Auto Categorizing Documents

                 

 
Special Edition Using Microsoft SharePoint Portal Server
By Robert Ferguson

Table of Contents
Chapter 12.  Creating Categories


Without a bit of assistance, categorizing documents can prove to be extremely difficult and challenging, not to mention tedious , to even the most content-knowledgeable of Coordinators. To decrease the amount of effort required to categorize documents, SharePoint Portal Server provides an administrative tool called the Category Assistant. The Category Assistant can automatically categorize published documents as well as crawled documents in the workspace. This feature is extremely helpful when you plan to automatically assign categories (leveraging your category structure) to a large number of files that already exist in your workspace, or to documents as they are created.

The Category Assistant is a tool that requires a certain amount of configuration and training to optimize all of the functionality it can provide. By comparing documents assigned to a specific category with other categorized documents, the Category Assistant identifies the most common characteristics (words) and can then automatically assign an existing or new document to a category based on this information. This process of teaching the Category Assistant about your content is referred to as training.

An algorithm is used to learn the meaning of a topic after the Category Assistant has been trained. Before you can use the Category Assistant, a series of activities has to occur which includes manually applying categories to a selection of documents so that they may be used as examples for training.

Before we explain how to start or actually use the Category Assistant, an explanation of how this tool actually works is in order. When the Category Assistant attempts to automatically assign a new document to a category or multiple categories, the following process is being performed:

  1. The Category Assistant compares the list of categories and their definition to a list of words in each new document it reads.

  2. The words in each document are weighed in terms of importance. The comparison of category definitions to each document yields a confidence number that corresponds to the confidence with which the Category Assistant would place a document in a given category.

  3. The confidence number is then compared to a precision number set by the workspace Coordinator. The precision number allows the Coordinator to control to what degree each document is measured for its fit in a particular category.

  4. SPS tags each document with a category only if the confidence number is above the precision level set by the Coordinator. The document is automatically tagged with a single category or multiple categories in the "property" value of the document.

graphics/troubleshoot_icon.gif

Should you run into problems with how documents are categorized, see "Documents Not Categorized as Expected" in the "Troubleshooting" section at the end of the chapter.
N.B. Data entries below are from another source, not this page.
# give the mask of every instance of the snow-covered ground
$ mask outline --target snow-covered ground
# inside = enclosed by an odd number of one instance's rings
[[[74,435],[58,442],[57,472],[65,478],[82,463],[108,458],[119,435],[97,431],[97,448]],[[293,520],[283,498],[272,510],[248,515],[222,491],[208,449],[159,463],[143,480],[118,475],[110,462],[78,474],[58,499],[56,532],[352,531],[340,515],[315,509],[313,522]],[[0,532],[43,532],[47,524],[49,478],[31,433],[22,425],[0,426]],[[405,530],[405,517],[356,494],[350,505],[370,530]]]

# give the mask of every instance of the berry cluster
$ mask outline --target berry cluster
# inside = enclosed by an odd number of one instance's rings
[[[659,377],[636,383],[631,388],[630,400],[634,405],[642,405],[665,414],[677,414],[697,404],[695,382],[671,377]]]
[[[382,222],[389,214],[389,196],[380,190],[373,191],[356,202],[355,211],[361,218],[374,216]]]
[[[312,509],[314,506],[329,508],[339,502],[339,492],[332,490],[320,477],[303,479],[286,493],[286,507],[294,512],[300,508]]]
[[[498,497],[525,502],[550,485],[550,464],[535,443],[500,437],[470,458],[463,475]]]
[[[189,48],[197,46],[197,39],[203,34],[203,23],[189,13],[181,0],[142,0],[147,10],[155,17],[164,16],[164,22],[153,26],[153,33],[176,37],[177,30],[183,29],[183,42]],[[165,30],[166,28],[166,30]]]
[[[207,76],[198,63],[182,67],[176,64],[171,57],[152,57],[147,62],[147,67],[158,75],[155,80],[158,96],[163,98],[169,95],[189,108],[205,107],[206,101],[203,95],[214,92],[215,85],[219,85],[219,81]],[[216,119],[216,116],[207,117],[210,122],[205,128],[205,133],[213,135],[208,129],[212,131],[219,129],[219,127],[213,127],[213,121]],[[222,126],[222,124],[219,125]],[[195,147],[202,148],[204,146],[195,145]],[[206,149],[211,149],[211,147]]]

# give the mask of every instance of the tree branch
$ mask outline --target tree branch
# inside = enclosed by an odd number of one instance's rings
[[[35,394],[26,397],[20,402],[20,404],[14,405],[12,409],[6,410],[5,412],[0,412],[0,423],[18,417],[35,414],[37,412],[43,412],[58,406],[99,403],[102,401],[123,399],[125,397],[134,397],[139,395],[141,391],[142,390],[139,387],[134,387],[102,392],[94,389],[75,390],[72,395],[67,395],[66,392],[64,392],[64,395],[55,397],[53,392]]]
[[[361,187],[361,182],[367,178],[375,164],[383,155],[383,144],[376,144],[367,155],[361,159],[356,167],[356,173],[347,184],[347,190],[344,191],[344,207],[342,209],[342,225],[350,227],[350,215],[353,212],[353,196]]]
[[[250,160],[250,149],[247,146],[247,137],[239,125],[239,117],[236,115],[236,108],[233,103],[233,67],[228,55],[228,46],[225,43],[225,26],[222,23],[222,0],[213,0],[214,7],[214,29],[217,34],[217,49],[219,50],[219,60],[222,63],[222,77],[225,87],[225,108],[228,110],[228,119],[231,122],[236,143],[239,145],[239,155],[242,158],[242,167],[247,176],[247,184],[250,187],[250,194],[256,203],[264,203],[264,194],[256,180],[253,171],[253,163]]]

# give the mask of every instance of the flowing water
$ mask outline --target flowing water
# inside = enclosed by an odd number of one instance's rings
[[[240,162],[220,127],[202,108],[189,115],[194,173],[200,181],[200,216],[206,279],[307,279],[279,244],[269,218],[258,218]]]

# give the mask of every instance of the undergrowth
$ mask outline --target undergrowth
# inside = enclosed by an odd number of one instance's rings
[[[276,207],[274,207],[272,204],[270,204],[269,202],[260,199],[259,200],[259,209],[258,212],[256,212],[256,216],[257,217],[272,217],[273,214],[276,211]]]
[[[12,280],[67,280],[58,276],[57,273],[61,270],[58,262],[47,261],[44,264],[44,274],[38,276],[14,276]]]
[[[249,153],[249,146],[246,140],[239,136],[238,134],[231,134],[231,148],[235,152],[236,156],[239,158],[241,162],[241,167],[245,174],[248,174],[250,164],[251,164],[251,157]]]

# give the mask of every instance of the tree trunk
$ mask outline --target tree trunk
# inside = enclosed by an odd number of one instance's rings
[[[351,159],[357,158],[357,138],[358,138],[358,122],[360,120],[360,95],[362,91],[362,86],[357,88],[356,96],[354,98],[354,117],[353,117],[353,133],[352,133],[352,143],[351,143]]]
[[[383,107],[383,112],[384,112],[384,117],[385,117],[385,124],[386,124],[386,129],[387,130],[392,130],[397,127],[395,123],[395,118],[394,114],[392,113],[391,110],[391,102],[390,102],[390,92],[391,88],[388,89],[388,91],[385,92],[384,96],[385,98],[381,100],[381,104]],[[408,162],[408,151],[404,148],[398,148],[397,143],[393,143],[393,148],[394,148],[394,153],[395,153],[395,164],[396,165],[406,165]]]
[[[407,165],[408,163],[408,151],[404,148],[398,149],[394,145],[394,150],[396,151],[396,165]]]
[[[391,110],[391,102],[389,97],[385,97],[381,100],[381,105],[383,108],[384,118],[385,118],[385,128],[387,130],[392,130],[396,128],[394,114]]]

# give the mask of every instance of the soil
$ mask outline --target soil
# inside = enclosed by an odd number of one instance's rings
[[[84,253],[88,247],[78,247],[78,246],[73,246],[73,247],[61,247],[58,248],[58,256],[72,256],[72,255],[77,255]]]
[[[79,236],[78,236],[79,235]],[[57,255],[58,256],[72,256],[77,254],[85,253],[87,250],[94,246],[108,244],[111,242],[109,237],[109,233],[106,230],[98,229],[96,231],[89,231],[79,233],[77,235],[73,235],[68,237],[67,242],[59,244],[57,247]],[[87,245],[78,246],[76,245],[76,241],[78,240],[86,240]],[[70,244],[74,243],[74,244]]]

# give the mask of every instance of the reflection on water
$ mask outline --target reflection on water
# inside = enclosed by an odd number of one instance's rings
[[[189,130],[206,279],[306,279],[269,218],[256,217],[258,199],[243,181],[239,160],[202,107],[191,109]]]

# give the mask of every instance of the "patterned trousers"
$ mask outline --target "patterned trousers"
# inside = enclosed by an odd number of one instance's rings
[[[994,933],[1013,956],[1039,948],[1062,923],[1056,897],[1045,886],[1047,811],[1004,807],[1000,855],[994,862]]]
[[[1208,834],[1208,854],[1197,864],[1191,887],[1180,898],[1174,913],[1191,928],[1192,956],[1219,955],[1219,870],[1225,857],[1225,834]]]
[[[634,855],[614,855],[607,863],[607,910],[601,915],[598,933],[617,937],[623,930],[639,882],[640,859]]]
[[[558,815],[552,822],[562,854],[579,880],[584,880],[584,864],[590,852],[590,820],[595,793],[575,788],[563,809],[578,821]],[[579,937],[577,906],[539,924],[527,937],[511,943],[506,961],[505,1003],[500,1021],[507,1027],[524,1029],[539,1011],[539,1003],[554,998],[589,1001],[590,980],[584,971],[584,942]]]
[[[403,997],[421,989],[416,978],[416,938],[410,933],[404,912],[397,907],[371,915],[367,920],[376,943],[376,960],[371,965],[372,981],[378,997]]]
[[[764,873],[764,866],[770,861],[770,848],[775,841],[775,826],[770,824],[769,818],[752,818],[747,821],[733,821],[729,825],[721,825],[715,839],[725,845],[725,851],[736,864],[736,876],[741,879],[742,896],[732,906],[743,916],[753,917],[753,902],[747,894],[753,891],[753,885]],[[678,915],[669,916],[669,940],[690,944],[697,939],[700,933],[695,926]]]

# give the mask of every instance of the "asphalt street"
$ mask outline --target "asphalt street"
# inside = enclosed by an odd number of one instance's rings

More explicitly, metadata is used to stamp a document to categorize it. Each document has a hidden property or attribute called Autocategories (urn:attributes:autocategories). This document metadata is populated with the categories that describe the document during auto categorization. The resulting property is different from the properties used by a user to manually categorize a document. There are two reasons why SharePoint Portal Server distinguishes between these two different types of properties:

  • To provide the ability to overwrite an automatic categorization of a document without affecting the manual categories already assigned.

  • To distinguish between a manual and automatically assigned category.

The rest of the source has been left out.